After almost five years of working for major financial management firms, Rohit Acharya wanted a change. The son of a petroleum engineer, Acharya had spent his childhood in countries like Indonesia and Venezuela, getting an up-close look at the economic challenges and poverty faced in some developing countries.
“In middle school, I was literally in the middle of the rainforests of Sumatra,” said Acharya, A.B. ‘08. “I woke up with monkeys and hornbills every day, which was wild.”
Recalling the needs of the communities he’d grown up in, Acharya decided to draw on everything he’d learned up until that point: not only his finance background from working at Oliver Wyman and Bridgewater Associates, but the technical skills he’d gained as an applied math concentrator at the Harvard John A. Paulson School of Engineering and Applied Sciences (SEAS). In late 2013, he co-founded First Access, a creditworthiness and financial risk platform to help start-ups in developing nations get easier access to funding and get their businesses off the ground.
“Just a little bit of movement in that field, especially internationally, was monumental,” Acharya said. “Not only did I have a math background from undergrad, but I also had a solid financial background. Going from there to social impact, it was a blend of all of them, where I could actually help people in developing countries get access to credit using alternative data sources.”
Acharya has continued to merge data science and social impact in the 10-plus years since he started First Access. In 2019, he co-founded and became a partner at Common Good Labs, a research organization in Pittsburgh. Common Good Labs has tackled a wide range of social issues, including poverty, small-business growth and mental health, using data analysis to find patterns and potential intervention points.
“What we want to do with Common Good Labs is work with governments, foundations and nonprofits who are operating off of years of experience,” he said. “We use a data-informed model, which takes all the human experiences and stories, layers on a data component, and figures out if there are ways to improve or make more efficient the processes and delivery of funds and resources.”

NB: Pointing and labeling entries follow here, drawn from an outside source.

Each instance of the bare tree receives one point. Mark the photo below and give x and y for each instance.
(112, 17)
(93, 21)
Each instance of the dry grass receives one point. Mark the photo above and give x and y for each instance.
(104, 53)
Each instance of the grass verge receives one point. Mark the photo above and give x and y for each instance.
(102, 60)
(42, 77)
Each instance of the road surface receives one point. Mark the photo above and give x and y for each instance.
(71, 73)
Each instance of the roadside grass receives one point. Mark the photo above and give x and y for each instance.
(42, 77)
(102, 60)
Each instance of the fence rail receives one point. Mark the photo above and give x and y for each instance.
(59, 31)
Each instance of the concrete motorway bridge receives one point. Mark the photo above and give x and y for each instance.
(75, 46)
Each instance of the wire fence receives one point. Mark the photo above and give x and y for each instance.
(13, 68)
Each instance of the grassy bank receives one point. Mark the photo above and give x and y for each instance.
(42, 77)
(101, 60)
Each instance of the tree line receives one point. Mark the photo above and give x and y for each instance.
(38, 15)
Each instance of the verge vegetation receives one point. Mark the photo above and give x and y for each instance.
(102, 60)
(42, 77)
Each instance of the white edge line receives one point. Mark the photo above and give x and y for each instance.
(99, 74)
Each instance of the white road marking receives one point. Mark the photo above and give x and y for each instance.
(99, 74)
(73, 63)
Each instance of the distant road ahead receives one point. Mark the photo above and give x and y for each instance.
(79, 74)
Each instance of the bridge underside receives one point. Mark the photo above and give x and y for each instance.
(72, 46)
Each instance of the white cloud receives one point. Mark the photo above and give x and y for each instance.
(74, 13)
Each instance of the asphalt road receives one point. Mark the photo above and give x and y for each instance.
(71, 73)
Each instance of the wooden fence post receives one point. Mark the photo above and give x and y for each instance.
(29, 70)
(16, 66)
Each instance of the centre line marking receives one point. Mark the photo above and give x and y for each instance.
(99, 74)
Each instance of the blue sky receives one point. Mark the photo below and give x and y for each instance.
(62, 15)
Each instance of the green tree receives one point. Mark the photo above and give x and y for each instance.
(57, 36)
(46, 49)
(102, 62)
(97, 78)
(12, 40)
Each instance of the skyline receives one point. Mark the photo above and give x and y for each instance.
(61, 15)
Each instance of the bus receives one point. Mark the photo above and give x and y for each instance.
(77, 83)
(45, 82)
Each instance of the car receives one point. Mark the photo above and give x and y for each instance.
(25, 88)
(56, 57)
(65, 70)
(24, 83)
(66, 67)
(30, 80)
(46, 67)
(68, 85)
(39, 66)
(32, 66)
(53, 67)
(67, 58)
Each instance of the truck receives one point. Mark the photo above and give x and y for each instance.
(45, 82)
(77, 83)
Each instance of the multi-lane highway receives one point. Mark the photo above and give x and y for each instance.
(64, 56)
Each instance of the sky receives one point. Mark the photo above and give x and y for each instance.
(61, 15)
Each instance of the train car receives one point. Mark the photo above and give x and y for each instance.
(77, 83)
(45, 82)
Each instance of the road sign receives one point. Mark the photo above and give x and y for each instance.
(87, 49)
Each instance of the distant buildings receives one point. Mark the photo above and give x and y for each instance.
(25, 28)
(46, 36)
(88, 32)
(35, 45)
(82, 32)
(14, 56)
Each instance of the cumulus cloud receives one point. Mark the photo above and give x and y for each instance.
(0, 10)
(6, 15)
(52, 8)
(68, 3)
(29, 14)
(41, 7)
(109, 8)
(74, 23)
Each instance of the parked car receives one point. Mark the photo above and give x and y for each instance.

Since founding Common Good Labs, Acharya has partnered with a range of client organizations. Working with the Brookings Institute, where Acharya is a non-resident fellow, the lab analyzed communities such as Boston’s Upham’s Corner, which has been able to greatly reduce its poverty rate without displacing the majority of its Black or Latinx population. Using machine learning, Acharya’s team tapped into a massive, seemingly disparate data set to identify critical factors in lowering poverty rates, which can include homicide rates, home ownership, self-employment and community-building organizations.
Other projects have included looking at small-business growth in Pennsylvania, working with Crisis Text Line to assess youth mental health, and teaming up with the Baton Rouge Area Foundation on data initiatives related to healthcare, education and gun safety.
“Part of the challenge is to use data to harmonize all these stories across the country to gain insights that can be applied elsewhere,” he said. “We want to show there’s a pattern, and that pattern can be used as a rule of thumb for civic leaders to inform their decision-making.”
When he’s not working with Common Good Labs, Acharya is also a board member of the Environmental Charter School and New Sun Rising community development non-profit in Pittsburgh. Last month, he was named to the Pittsburgh Magazine “40 Under 40” list.
Finding broad applications for technical skills is nothing new for Acharya. The breadth of Harvard’s liberal arts education is what drew him to Cambridge in the first place, and more specifically to the applied math concentration at SEAS.
“It hit everything I was looking at,” he said. “I had a strong math background, and I wanted to be able to apply that background in all sorts of different contexts. A lot of other schools weren’t offering anything that was as applied as SEAS that could be balanced against a broader liberal arts and social sciences education. In undergrad, I took a seminar on international development. It was the first time I was able to use math to try to solve the world’s problems.”
It wasn’t long before Acharya found his first novel use for his applied math background. He co-founded the Harvard College Sports Analysis Collective in 2006, and the club is now a popular SEAS-affiliated student organization. It was Acharya’s first time starting an organization.
“What comes up in a lot of my work is finding new use-cases for the things we’ve already learned,“ Acharya said. “That club helped seed that entrepreneurial mindset, so starting First Access and Common Good Labs felt like a natural progression.”
Currently on paternity leave, Acharya has found perhaps the most novel application for applied math yet in his career. Utilizing a machine learning model he originally used to map cities, Acharya is now working with an archaeologist in Colombia, using a drone to scan regions of the rainforest in search of terraces that once belonged to the Tairona civilization.
“It’s a slightly different context, but the use-case is novel,” he said. “What I really love to do is push the envelope on use-cases, draw on methods from other cases, and apply them to a completely different complex more relatable to how we live.”